Deux niveaux de puissance
Deux niveaux de puissance seront proposés : 245 ou 299 ch, avec dans les deux cas une hybridation légère capable d'apporter ponctuellement jusqu'à 24 ch supplémentaires. De quoi améliorer les relances, mais aussi réduire la consommation lors des trajets quotidiens.
N'en déplaise à certains, le diesel est probablement toujours la solution la plus cohérente sur le plan énergétique dans cette catégorie de véhicules, souvent utilisés pour tracter des remorques. À noter qu'une version SQ7 à moteur V8 sortira aussi des usines, mais sa carrière sera limitée à certaines régions du monde, l'Europe n'en faisant pas partie.
Trois configurations intérieures
Pour le reste, Audi reste fidèle à la recette qui a fait le succès du grand SUV depuis 2005. Le nouveau Q7 soigne son statut de vaisseau amiral familial (ou presque, puisque le plus grand Q9 est imminent) et propose pour la première fois trois configurations intérieures : cinq places, sept places, ou six places en répartition 2-2-2. Le coffre peut atteindre un volume de 2 075 litres (670 litres sous tablette en version 5 places), et l'habitacle mise sur la technologie.

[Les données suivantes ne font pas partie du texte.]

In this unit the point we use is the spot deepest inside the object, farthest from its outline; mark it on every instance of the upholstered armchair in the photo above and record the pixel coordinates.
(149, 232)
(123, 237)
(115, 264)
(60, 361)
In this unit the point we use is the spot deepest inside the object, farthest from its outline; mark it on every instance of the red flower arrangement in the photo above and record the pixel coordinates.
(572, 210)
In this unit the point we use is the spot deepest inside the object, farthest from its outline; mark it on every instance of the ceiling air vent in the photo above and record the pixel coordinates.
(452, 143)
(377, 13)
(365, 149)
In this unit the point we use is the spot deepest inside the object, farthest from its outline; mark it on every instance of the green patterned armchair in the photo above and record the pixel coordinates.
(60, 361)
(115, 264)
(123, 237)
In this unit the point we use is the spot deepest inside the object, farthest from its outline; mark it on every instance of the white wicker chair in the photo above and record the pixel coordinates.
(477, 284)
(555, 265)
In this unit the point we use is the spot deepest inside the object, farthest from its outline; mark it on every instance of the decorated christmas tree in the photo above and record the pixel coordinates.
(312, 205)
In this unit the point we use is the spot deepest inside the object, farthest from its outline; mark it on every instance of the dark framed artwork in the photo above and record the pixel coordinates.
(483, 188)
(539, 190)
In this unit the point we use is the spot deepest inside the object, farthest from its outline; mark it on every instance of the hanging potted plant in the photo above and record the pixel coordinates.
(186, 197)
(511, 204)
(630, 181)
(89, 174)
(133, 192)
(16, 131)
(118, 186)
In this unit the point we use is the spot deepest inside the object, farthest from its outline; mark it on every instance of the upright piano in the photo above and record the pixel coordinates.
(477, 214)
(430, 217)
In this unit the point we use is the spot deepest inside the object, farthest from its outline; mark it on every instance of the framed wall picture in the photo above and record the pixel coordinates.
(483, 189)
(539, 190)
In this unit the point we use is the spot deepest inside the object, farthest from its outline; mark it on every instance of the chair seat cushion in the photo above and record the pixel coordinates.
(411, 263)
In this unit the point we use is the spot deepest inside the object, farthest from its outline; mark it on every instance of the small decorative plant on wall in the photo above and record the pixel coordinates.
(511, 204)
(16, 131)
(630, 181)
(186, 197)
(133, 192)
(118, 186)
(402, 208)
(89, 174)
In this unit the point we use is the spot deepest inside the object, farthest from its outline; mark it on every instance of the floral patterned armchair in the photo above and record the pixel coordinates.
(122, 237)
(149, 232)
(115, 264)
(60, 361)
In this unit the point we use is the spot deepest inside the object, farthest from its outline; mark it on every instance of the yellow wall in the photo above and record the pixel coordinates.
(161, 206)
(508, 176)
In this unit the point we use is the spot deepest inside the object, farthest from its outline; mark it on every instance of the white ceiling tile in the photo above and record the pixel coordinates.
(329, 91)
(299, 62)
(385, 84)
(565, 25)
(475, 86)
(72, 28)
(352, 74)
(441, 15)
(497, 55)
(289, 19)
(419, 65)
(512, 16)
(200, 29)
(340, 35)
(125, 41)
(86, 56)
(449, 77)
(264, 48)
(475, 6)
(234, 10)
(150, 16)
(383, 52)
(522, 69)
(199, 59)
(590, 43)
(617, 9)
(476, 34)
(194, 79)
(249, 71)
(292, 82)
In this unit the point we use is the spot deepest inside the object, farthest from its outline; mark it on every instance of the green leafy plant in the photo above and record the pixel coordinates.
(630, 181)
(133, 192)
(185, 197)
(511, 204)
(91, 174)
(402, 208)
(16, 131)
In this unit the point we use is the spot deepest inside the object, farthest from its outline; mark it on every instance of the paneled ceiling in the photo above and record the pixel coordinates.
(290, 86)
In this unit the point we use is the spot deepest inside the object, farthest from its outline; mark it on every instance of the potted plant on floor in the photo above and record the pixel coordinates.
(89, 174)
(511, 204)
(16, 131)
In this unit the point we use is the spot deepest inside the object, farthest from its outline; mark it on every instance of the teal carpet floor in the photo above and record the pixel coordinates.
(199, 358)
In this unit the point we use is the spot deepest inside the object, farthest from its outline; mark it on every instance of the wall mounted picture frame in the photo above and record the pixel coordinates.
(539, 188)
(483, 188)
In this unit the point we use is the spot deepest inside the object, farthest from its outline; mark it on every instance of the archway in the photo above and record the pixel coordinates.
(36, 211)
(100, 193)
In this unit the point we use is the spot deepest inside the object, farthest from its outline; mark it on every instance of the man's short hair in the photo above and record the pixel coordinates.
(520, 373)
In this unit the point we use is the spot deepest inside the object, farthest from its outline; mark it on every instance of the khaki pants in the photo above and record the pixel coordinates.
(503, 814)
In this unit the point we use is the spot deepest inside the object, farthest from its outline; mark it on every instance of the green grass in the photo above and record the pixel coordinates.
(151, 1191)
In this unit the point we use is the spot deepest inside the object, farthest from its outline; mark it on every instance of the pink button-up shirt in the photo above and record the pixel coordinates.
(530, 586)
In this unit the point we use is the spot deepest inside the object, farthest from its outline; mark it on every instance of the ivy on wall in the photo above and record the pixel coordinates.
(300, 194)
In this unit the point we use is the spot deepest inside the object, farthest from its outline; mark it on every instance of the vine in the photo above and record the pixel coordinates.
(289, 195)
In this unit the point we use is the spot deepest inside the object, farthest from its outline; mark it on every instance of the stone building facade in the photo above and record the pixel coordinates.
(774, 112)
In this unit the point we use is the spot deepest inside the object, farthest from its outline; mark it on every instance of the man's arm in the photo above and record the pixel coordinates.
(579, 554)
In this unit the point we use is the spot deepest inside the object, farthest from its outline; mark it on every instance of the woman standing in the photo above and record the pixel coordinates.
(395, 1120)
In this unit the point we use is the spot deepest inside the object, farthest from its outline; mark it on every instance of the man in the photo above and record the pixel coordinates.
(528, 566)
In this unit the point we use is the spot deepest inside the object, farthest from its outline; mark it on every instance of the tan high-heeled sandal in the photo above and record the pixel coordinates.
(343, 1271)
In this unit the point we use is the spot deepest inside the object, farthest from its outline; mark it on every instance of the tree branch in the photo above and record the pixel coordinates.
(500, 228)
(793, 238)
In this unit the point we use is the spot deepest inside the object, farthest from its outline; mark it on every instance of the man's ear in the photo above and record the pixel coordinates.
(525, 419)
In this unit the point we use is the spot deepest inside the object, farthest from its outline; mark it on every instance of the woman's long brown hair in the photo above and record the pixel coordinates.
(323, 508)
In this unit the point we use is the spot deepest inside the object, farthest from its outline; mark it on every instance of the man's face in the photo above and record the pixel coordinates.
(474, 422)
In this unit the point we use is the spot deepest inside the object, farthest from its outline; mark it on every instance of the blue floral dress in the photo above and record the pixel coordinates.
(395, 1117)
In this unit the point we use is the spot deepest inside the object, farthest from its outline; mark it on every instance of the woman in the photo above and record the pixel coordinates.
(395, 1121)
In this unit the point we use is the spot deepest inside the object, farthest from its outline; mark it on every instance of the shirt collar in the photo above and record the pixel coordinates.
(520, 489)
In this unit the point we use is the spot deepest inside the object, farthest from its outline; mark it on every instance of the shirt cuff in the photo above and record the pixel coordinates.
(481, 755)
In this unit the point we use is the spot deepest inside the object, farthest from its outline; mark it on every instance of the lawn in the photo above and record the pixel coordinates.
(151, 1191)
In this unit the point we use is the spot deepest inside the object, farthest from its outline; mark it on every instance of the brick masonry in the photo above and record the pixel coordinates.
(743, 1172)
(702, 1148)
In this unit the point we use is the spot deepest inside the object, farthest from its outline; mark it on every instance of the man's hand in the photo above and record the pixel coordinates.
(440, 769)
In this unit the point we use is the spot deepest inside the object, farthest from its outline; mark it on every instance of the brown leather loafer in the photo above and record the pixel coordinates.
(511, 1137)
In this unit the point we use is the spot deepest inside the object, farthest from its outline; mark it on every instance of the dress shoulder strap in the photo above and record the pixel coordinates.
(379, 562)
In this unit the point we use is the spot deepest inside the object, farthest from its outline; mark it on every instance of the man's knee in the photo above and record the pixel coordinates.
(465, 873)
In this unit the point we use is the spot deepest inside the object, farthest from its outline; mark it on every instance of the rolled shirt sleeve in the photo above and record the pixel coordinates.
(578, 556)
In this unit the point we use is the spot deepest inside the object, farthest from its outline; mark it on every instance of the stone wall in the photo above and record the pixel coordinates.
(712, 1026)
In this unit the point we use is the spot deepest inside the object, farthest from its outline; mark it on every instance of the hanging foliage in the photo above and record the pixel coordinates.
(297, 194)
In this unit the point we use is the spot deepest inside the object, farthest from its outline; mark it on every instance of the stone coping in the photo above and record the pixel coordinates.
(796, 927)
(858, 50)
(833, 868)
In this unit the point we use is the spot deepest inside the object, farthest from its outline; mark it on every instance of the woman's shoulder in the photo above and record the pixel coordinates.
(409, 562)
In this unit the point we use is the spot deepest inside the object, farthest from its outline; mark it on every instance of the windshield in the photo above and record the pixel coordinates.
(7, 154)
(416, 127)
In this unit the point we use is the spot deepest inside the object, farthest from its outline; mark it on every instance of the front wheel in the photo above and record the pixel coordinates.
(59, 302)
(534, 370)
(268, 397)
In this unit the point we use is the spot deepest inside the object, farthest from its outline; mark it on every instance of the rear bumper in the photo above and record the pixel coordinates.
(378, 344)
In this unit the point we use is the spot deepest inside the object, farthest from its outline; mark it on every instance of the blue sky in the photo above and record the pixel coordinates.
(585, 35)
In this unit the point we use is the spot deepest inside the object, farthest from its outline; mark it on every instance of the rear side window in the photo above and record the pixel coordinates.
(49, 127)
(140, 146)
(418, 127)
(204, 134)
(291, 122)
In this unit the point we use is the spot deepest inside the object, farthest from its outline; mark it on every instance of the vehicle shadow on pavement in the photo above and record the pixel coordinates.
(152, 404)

Audi annonce également un comportement plus dynamique grâce à une transmission intégrale Quattro revue et à de nouvelles solutions de suspension. Fabriqué à Bratislava (Slovaquie), comme ses prédécesseurs, le nouvel Audi Q7 sera commercialisé à partir de septembre prochain. En France, son prix débutera à 99 150 euros.